Ces graves conséquences peuvent être :

  • un sentiment de trahison ;
  • un traumatisme suite à des violences conjugales ;
  • un préjudice moral lié à des convictions religieuses ;
  • une dépression morale liée à un sentiment de chagrin.
  • Bref, tout préjudice d’ordre essentiellement moral qui suit le divorce, mais qui n’en est pas à l’origine.

 

Il faut donc savoir appréhender la situation et ne pas mélanger les concepts juridiques sous peine de voir votre demande de dommages et intérêts rejetée.

Conclusions : ne jamais confondre les griefs qui permettent de demander le divorce et le préjudice essentiellement moral qui découle de ce divorce et qui peut donner lieu à indemnisation.

 

ATTENTION : ne tardez pas pour demander les dommages et intérêts.

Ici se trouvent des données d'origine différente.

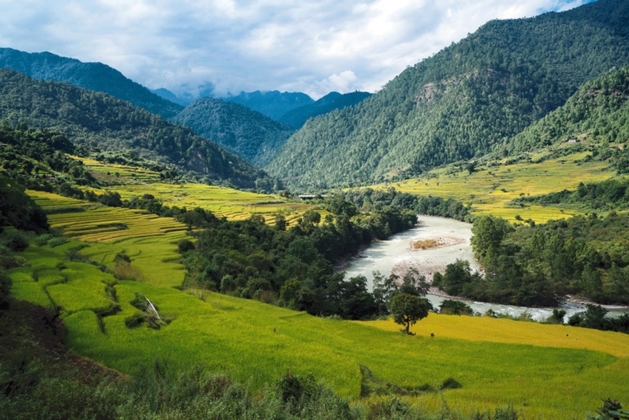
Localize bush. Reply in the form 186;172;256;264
2;231;28;252
0;269;13;309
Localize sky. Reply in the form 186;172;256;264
0;0;589;99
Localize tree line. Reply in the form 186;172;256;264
433;213;629;306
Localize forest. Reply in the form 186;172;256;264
0;69;273;188
434;213;629;306
266;0;629;189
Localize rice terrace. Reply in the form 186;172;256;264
0;0;629;420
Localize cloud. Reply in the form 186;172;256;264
0;0;587;98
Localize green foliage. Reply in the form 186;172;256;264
266;0;629;189
279;92;371;130
591;398;629;420
173;98;293;166
0;69;268;188
448;214;629;306
177;196;415;319
513;179;629;211
503;67;629;155
391;293;429;335
0;175;49;233
439;299;474;315
0;268;13;310
224;90;314;121
0;48;182;118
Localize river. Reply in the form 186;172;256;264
343;215;629;321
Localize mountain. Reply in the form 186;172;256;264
0;48;183;118
222;90;314;120
279;92;371;130
151;88;190;106
174;98;294;166
503;67;629;153
266;0;629;189
0;69;268;188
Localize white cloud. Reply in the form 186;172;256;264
0;0;587;97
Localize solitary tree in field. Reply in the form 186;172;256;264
391;293;428;335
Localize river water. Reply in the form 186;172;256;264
343;215;629;321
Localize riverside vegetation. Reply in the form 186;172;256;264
0;0;629;419
3;161;629;418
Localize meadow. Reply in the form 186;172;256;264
11;154;629;419
392;152;615;223
81;158;312;223
6;193;629;418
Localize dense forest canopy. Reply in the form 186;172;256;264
173;98;294;166
0;48;183;118
500;67;629;153
0;69;272;188
266;0;629;188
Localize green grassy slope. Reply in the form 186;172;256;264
266;0;629;189
173;98;294;166
0;69;268;188
0;48;183;118
11;192;629;418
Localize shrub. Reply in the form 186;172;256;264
0;269;13;309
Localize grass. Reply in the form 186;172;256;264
387;152;615;223
11;152;629;419
13;223;629;418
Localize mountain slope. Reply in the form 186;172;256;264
267;0;629;188
174;98;294;166
503;67;629;152
0;48;183;118
222;90;314;120
279;92;371;129
0;69;267;187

Votre demande doit être faite lors de la procédure en divorce et jamais après.

Autrement dit, n’attendez pas que le divorce soit prononcé pour demander cette indemnisation dans le cadre d’une nouvelle procédure.

 

 

3. Les dommages et intérêts obtenus sur le fondement de l’article 1240 du Code civil.

 

Larticle 1240 du Code civil dispose :

« Tout fait quelconque de l’homme, qui cause à autrui un dommage, oblige celui par la faute duquel il est arrivé à le réparer. »

 

Il s’agit là d’un principe de responsabilité général, qui joue dans tous les aspects de la vie courante, y compris donc le divorce.

 

Dans ce cas précis, la différence est de taille par rapport à l’article 266.

En effet, avec l’article 1240 du Code civil, les griefs à l’origine du divorce permettront d’obtenir des dommages et intérêts alors que tel n’est pas le cas avec l’article 266 qui exige de graves conséquences découlant du divorce.

Alors pour bien comprendre reprenons notre exemple précédent :

  • une épouse demande le divorce pour faute, car son mari entretient une relation adultérine ;
  • juridiquement, le fait d’avoir une maîtresse (ou un amant) est une faute au regard de l’article 212 du Code civil qui pose pour principe une obligation de fidélité.
  • Dans ce cas, l’épouse qui demande le divorce pour faute pourra alors demander des dommages et intérêts sur le fondement de l’article 1240 du Code civil en se prévalant de cette faute même si elle ne subit pas de graves conséquences découlant du divorce.

Avec l’article 1240, l’obtention de dommages et intérêts repose donc sur l’existence d’une faute et non d’un préjudice moral qui découlerait uniquement du divorce.

Dans ces conditions, toutes fautes conduisant à un divorce pour faute permettront de formuler une demande d’indemnisation :

  • infidélité ;
  • violences conjugales ;
  • abandon du domicile conjugal ;
  • etc.

 

4. Peut-on cumuler les articles 266 et 1240 du Code civil ou doit-on choisir l’un ou l’autre ?

Vous pouvez tout à fait cumuler les deux demandes.

Si un conjoint subit des préjudices de différentes natures, relevant de l’article 266 ET de l’article 1240 du Code civil, alors il peut formuler deux demandes d’indemnisations.

Exemple :

  • une épouse découvre que son mari la trompe ;
  • elle demande le divorce pour faute ;
  • Le grief d’infidélité lui permettra d’obtenir un divorce pour fautes aux torts exclusifs de son mari ;
  • L’infidélité conjugale étant une faute au regard de l’article 212 du Code civil, elle pourra obtenir des dommages et intérêts sur le fondement de l’article 1240 ;
  • Mais en plus, si le divorce entraîne pour elle de graves conséquences découlant du divorce en lui-même, en raison de son chagrin, de son traumatisme, de ses convictions philosophiques et/ou religieuses, elle pourra également demander à être indemnisée de ce préjudice particulier sur la base de l’article 266.

 

ATTENTION : il faut donc bien préparer votre dossier et votre argumentaire pour obtenir des dommages et intérêts que ce soit dans l’un et l’autre cas.